Bisogna, infine, contrastare farraginosità e complessità dei sistemi decisionali che, nel nostro Paese, vedono un accavallarsi di compiti, competenze, piani e programmi, procedure, sempre più frammentate tra soggetti plurimi, teoricamente autonomi e responsabili. Una frammentazione delle competenze che ha circoscritto le responsabilità, ma non ha fornito concreta possibilità per le singole componenti decisionali di svolgere adeguatamente il compito assegnato. Occorre, invece, una efficace azione congiunta e raccordata, coerente e coesa, che non può ovviamente essere ricavata dalla mera sommatoria dei piani.
È necessario:
ragionare in termini di programmazione unica, al di là degli interventi specifici di sistemazione idraulica, idrogeologica, idraulico-forestale di norma finanziabili sugli stanziamenti L. 183/89, di fatto assimilabili a interventi urgenti per il superamento di criticità in atto o di eventi calamitosi;
coordinare efficacemente, anche attraverso riordino e semplificazione, la pianificazione di settore e la pianificazione territoriale e urbanistica, le politiche e i programmi.

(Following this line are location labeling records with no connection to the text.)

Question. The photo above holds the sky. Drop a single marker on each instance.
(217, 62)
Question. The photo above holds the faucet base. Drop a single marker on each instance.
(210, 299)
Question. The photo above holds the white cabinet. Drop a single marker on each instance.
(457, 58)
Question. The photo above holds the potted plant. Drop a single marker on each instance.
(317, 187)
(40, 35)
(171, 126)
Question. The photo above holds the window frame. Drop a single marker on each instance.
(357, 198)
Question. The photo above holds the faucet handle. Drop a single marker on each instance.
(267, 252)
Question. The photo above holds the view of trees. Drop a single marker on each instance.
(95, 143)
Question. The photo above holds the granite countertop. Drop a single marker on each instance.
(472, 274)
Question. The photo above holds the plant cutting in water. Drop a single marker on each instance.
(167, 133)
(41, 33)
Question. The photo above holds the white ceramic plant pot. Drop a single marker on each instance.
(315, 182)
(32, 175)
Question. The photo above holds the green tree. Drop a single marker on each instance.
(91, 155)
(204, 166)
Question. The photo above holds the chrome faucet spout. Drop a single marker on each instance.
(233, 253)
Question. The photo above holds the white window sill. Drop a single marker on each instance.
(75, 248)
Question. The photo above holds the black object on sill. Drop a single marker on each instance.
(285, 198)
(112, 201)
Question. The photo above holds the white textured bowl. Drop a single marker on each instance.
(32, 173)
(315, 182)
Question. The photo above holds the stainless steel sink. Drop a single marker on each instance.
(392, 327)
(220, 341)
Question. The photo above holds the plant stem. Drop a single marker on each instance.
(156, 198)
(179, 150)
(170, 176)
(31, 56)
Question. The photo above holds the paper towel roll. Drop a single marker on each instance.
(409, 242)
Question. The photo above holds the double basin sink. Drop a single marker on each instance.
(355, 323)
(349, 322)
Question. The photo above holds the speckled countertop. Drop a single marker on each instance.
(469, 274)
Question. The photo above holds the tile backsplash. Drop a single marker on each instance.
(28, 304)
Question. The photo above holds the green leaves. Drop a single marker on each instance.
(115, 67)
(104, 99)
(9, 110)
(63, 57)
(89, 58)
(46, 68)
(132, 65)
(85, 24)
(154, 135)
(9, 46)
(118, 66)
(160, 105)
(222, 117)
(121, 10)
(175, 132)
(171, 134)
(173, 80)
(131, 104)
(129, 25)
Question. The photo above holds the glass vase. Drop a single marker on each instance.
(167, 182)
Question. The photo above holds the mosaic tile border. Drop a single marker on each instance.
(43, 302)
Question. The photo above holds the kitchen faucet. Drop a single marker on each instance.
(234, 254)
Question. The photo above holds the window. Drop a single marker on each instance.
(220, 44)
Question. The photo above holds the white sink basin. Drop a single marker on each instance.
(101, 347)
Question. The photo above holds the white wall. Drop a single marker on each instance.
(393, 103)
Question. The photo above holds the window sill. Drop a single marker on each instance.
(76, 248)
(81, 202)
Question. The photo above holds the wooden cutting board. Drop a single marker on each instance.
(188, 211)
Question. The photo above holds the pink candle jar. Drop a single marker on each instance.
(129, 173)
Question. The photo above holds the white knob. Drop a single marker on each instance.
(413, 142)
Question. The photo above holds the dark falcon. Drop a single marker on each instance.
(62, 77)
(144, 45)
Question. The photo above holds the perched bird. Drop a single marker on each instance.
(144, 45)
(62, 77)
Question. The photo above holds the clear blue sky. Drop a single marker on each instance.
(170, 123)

A ciò dovremmo pensare anche quando parliamo di riordino degli assetti istituzionali nel nostro Paese. L’Inu è intervenuto tempestivamente in merito, sottolineando come in Italia, crisi economica e crisi urbana, pur seguendo logiche talvolta contrapposte, si manifestano quale prodotto di uno stesso e più generale declino e di un modello di sviluppo diventato sempre più insostenibile; e come fosse necessario affidare l’obiettivo di contrastare questa dinamica recessiva ad una azione comune, per affrontare congiuntamente le criticità manifestate dal sistema economico e quelle relative al nostro modello insediativo. Per quanto riguarda l’assetto istituzionale, fondamentale per restituire competitività al sistema Paese, la prospettiva è quella di una sua organica riorganizzazione, modellandolo sulle dimensioni della metropolizzazione e dell’area vasta, sull’assetto reale, troppo spesso lontano dalle frammentazioni territoriali indotte dai confini amministrativi.
Tuttavia, questa consapevolezza non ci ha portato, e non ci porta, a suggerire, né a sostenere, la banalizzazione delle istituzioni e l’impoverimento dei rapporti fra queste e i territori.
Tuttavia, tutto quanto si può ragionevolmente e con responsabilità argomentare non toglie agli eventi che hanno colpito i territori toscani e liguri, il carattere di calamità eccezionale, componente che l’uomo non potrà mai annullare del tutto.